The Medicine Seller said:


> yeah course, but i expected a bit more of a fight out of you
> 
> if i allow you to create the new thread will you do it?


Sure 

And I'm more of the "wait and stab you in the back" type


----------



## Memos (Sep 8, 2008)

Sin said:


> Sure
> 
> And I'm more of the "wait and stab you in the back" type



, you idiot, you're not supposed to tell anyone you're going to stab them in the back....UNLESS ITS A DOUBLE BLUFF!!!!


----------



## Sin (Sep 8, 2008)

The Medicine Seller said:


> , you idiot, you're not supposed to tell anyone you're going to stab them in the back....UNLESS ITS A DOUBLE BLUFF!!!!

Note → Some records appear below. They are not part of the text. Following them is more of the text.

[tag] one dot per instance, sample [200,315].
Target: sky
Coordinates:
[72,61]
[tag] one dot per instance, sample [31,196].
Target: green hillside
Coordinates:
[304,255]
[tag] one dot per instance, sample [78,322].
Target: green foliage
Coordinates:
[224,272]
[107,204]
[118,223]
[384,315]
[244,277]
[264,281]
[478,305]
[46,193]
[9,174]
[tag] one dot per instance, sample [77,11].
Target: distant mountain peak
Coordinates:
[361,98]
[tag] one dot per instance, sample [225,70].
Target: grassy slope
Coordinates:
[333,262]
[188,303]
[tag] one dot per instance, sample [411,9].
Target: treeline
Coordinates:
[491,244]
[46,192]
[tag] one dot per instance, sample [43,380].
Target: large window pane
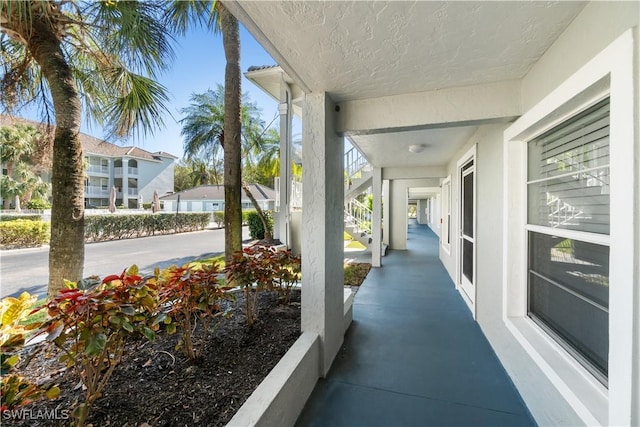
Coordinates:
[569,293]
[467,189]
[467,259]
[581,143]
[576,202]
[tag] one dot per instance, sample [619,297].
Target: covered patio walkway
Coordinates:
[414,356]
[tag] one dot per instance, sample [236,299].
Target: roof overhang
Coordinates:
[410,72]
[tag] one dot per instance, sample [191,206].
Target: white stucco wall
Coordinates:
[556,389]
[535,388]
[421,206]
[398,208]
[593,29]
[322,227]
[155,176]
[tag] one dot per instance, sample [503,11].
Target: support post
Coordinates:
[386,213]
[322,227]
[376,220]
[284,215]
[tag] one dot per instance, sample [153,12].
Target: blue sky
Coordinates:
[198,66]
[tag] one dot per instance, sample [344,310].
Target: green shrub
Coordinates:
[218,217]
[245,216]
[256,229]
[23,233]
[38,204]
[113,227]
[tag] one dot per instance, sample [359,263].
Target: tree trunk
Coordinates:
[268,234]
[66,253]
[6,202]
[232,129]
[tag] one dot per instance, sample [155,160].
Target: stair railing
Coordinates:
[354,161]
[359,214]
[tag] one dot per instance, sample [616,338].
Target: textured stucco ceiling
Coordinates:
[366,49]
[392,149]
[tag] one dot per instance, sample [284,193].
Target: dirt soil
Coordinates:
[156,385]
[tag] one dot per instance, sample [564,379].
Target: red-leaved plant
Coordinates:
[262,268]
[90,320]
[189,294]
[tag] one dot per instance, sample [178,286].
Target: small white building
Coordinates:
[210,198]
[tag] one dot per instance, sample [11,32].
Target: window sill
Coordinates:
[587,396]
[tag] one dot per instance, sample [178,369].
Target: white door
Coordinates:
[467,240]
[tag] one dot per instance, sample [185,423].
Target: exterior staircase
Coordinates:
[357,216]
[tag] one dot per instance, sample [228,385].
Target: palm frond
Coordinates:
[139,105]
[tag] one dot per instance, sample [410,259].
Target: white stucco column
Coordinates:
[286,116]
[125,183]
[376,220]
[322,227]
[386,213]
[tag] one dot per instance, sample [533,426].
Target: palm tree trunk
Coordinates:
[232,129]
[6,202]
[66,253]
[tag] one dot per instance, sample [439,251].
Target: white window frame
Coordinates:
[610,73]
[446,217]
[470,300]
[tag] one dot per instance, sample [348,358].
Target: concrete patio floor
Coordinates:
[414,356]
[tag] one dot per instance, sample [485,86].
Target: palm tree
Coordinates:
[16,145]
[66,56]
[215,15]
[203,128]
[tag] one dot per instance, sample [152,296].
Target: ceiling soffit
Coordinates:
[361,50]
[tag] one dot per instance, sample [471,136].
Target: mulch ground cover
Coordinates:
[156,385]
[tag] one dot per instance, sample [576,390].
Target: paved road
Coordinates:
[28,269]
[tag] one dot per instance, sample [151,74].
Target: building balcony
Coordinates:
[96,191]
[130,171]
[98,170]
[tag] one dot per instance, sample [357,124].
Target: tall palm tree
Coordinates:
[203,128]
[16,145]
[232,131]
[66,56]
[214,14]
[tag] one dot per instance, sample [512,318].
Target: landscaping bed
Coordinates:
[156,385]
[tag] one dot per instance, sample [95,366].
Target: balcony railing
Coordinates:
[98,169]
[130,171]
[95,191]
[295,200]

I like to watch them squirm 

But no really Balls of Steel > Any #12 idea.


----------



## ximkoyra (Sep 8, 2008)

The Medicine Seller said:


> no no no no no no no no......stay away from that piece of crap, i started watching it and after 20 minutes i felt disgusted that such an amazing manhwa was turned into this piece of shit



 Manga it is


----------



## Chai Tea (Sep 8, 2008)

I see we are well on our way to 2000


----------



## Memos (Sep 8, 2008)

Sin said:


> I like to watch them squirm
> 
> But no really Balls of Steel > Any #12 idea.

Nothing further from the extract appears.